RBI’s New Rules Set to Impact Loan Accessibility for Borrowers with Low CIBIL Scores

The CSR Journal Magazine

Beginning April 1, 2027, a CIBIL score of 730 will become increasingly important for millions of Indians seeking loans. This three-digit score could decide the fate of individuals, such as a young software engineer in Pune seeking her first home or a schoolteacher in Madhya Pradesh trying to buy a car. The Reserve Bank of India’s new Expected Credit Loss (ECL) Direction-2026 is expected to reform the banking sector; however, it compels a significant re-evaluation of credit access.

The ECL framework will require banks to maintain higher provisions against potential loan defaults, significantly altering lending criteria. Experts estimate that the banking sector might see reductions in aggregate profits by as much as Rs 42,000 crore due to these increased requirements. As a result, banks may tighten lending policies, especially for those with CIBIL scores below 730, affecting an estimated 62 per cent of India’s borrowers.

Many individuals facing this scrutiny are not necessarily irresponsible spenders. This group includes daily-wage workers with inconsistent incomes, first-time credit users who possess thin credit files, and professionals who have yet to establish a solid credit history. For these individuals, a score below 730 often reflects economic circumstances rather than poor financial behaviour.

The Challenge of Financial Inclusion in India

India’s journey towards financial inclusion has been complex and multifaceted. Initiatives like the Jan Dhan Yojana have successfully integrated millions into the banking system, while digital payment methods through UPI have transformed transaction methods. Despite these advancements, access to credit—a vehicle for transforming aspirations into reality—remains elusive for many.

The ECL framework introduces a predictive model for risk assessment that shifts focus from reactive measures. Unlike the existing system where banks respond to defaults retrospectively, the proposed framework requires ongoing evaluation of borrower risks using forward-looking data. Even minor indicators, such as delayed repayments or fluctuating income, may lead to stricter lending conditions or outright loan denials.

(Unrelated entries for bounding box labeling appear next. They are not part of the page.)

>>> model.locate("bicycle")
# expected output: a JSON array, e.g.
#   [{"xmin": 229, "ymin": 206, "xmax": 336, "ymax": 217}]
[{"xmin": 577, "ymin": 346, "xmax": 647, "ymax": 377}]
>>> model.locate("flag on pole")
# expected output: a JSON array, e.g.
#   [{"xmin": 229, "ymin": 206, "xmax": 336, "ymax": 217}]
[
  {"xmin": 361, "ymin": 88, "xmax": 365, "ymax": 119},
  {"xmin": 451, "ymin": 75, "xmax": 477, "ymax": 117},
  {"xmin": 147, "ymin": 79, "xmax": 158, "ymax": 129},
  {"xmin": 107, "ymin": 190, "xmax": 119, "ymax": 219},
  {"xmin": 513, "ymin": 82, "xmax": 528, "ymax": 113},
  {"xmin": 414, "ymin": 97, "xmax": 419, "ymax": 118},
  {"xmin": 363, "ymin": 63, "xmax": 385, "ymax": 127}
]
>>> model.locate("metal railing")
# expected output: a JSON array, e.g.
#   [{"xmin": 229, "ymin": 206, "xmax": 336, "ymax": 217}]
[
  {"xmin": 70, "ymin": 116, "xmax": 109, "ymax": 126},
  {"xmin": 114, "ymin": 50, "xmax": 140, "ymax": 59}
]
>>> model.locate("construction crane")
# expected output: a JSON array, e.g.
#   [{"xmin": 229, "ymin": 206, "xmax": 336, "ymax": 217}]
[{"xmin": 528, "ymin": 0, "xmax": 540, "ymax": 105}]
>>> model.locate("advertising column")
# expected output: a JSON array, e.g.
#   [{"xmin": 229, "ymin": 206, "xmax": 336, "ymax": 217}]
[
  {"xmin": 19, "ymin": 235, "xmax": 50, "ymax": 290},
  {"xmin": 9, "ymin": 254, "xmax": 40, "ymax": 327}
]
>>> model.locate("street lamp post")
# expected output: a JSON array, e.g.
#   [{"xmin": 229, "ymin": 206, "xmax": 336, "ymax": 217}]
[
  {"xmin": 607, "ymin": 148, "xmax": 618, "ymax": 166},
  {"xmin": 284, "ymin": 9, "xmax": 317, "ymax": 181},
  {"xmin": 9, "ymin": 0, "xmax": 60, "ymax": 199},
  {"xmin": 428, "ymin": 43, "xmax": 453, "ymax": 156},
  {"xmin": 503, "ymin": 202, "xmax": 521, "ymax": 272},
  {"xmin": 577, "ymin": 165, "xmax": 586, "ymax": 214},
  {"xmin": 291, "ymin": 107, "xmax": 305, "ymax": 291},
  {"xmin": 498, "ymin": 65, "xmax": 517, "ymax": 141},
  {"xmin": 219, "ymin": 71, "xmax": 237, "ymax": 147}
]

This shift may disadvantage those within the vast informal workforce who often lack the stability to meet stringent requirements. Conversely, salaried employees in structured roles may find this new system more manageable, potentially leading to a two-tiered credit economy where formal sector employees receive favourable rates while others face heightened barriers.

Addressing Systemic Inequality in Credit Access

The intent behind the RBI’s reforms is focused on ensuring the banking sector can withstand economic fluctuations. Adequate provisioning for credit risks is crucial for maintaining stability and avoiding past crises of non-performing assets that plagued Indian banks in the 2010s. While prudence in banking is necessary, there is concern that these measures may exacerbate existing inequalities.

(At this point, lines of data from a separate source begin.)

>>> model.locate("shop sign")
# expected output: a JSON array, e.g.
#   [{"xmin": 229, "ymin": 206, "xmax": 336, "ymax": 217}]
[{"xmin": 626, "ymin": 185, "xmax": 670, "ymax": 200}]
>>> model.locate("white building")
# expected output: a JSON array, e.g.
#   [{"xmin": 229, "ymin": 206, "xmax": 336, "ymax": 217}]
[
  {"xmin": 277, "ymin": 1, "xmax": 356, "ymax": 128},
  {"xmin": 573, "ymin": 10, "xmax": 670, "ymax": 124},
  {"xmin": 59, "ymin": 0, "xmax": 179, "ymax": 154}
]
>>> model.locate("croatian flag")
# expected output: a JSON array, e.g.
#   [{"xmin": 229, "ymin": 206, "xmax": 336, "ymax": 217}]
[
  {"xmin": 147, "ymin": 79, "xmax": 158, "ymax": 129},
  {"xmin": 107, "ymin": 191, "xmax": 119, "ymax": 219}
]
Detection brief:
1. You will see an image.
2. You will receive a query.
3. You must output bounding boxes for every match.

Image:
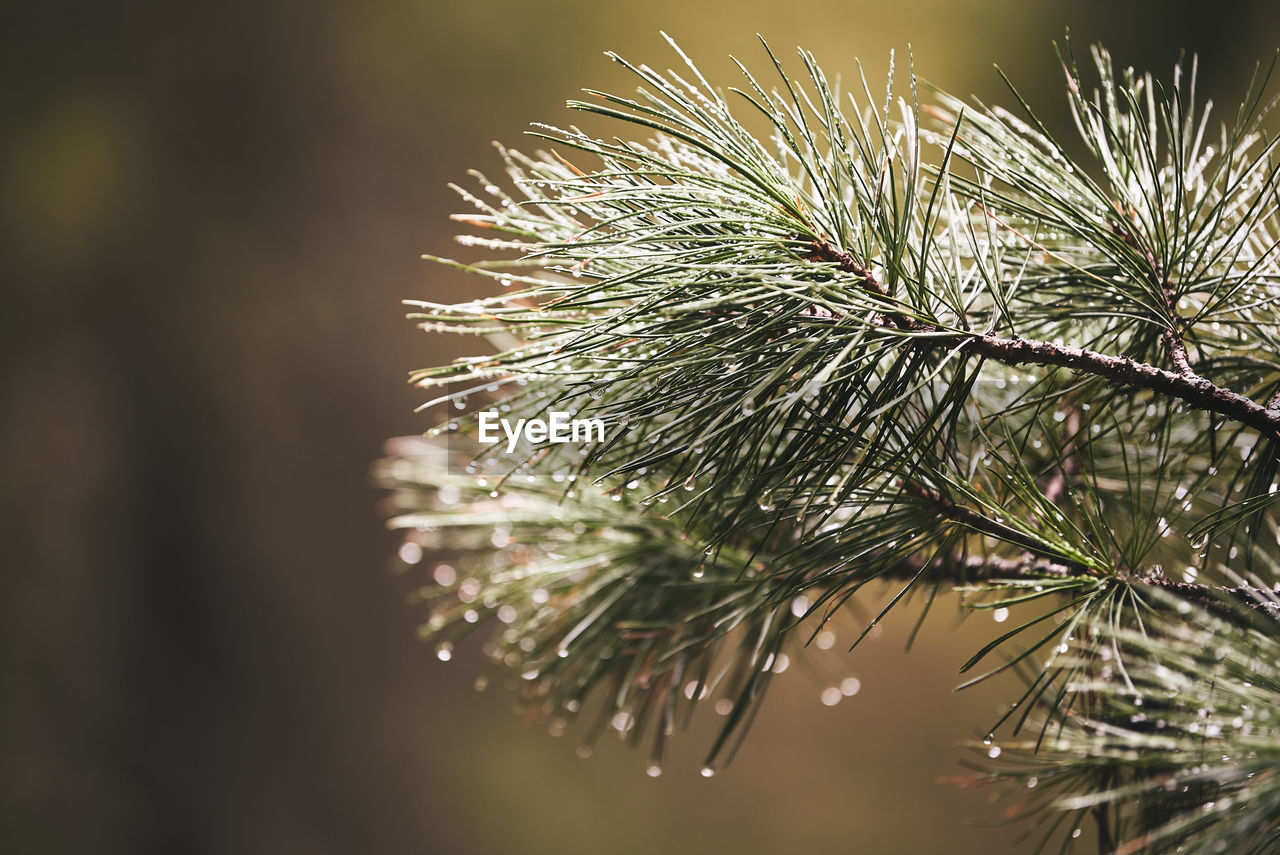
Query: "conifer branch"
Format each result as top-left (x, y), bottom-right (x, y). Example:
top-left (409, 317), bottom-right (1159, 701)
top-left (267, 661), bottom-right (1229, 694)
top-left (378, 38), bottom-right (1280, 852)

The focus on premium customers with scores of 730 and above could lead banks to prioritise this demographic, leaving others with limited access to credit options. Consequently, it is vital to develop a parallel agenda that addresses these inequities rather than allowing them to become entrenched in policy.

To mitigate these challenges, enhancements to CIBIL score update cycles are essential, along with simplified resolutions for disputes. Additionally, products designed specifically for thin-file borrowers and educational programmes promoting financial literacy must be prioritised. Millions face an impending deadline, unaware that their credit scores may determine future housing opportunities, underscoring the need for improved governance and communication.